Mr. Atwater, 32, said he is honored to be the speaker. He lives in the Kansas City area and works in the sustainable-fuel industry. Even though he never knew his great-grandfather, he said, he knows a great deal about him, as a student of history and through family lore.
He even refers to his great-grandfather as “Ike,” using the two-term president’s boyhood nickname that stayed with him all his life. Mr. Atwater’s mother is Mary Jean Eisenhower, the president’s granddaughter. She was born in Washington during Mr. Eisenhower’s first term and christened in the Blue Room of the White House.
He said his address would include details about his great-grandfather’s presidency, which spanned 1953 to 1961.
“When Ike was president, we were just getting out of the industrial revolution and entering the technology revolution, which we are now in,” he said. “When Ike was born there was the horse and buggy. He was the first president to fly in a helicopter and go in a nuclear submarine. Ike started NASA. He supported and signed the highway bill that established our Interstate Highway System.”

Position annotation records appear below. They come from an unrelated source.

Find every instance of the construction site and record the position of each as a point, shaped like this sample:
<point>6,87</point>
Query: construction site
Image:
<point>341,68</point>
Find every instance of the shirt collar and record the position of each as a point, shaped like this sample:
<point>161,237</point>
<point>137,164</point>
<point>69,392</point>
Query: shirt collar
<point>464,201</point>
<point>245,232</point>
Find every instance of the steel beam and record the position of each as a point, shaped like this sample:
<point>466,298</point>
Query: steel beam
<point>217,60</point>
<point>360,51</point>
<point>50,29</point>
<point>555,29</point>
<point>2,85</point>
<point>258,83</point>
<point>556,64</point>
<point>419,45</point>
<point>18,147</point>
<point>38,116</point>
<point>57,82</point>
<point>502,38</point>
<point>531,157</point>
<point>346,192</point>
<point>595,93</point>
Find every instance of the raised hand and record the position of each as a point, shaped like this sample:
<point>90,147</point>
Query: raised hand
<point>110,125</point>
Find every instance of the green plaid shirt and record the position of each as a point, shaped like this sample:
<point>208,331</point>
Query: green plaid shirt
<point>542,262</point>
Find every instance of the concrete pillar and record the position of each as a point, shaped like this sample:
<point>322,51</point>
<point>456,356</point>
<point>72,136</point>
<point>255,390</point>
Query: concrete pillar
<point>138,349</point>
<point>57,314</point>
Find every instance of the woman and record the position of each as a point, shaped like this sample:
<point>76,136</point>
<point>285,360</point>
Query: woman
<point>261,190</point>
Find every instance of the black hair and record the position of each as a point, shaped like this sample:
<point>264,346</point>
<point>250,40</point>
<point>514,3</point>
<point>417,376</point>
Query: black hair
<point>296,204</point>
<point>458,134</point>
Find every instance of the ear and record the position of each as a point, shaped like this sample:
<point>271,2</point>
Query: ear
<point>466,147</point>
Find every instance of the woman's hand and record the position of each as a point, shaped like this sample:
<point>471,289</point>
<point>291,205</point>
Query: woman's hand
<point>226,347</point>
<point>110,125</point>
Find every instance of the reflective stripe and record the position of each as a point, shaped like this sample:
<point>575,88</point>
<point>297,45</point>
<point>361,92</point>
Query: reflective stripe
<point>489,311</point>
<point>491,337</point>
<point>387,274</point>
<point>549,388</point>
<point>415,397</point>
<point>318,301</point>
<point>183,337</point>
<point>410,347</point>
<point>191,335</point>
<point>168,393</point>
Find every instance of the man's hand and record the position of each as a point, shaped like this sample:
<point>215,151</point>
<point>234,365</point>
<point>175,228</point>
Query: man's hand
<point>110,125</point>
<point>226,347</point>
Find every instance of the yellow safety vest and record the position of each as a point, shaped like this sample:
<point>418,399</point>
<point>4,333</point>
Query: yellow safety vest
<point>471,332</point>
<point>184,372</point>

Eisenhower Middle school, originally a junior high, was renamed after a grade reconfiguration in 1988. Next year, after another reconfiguration, the building will become Eisenhower Intermediate School and house fifth and sixth graders. Ms. Bihn will be transferred to what is now Fassett Middle School but next year will be the Oregon district’s junior high. Only a secretary and four teachers will remain at Eisenhower.
Ms. Bihn said the changes make the 50th anniversary celebration all the more important. She said the students have written essays and had photos taken for the occasion.
“It really means a lot,” she said. “This is an emotional time for us.”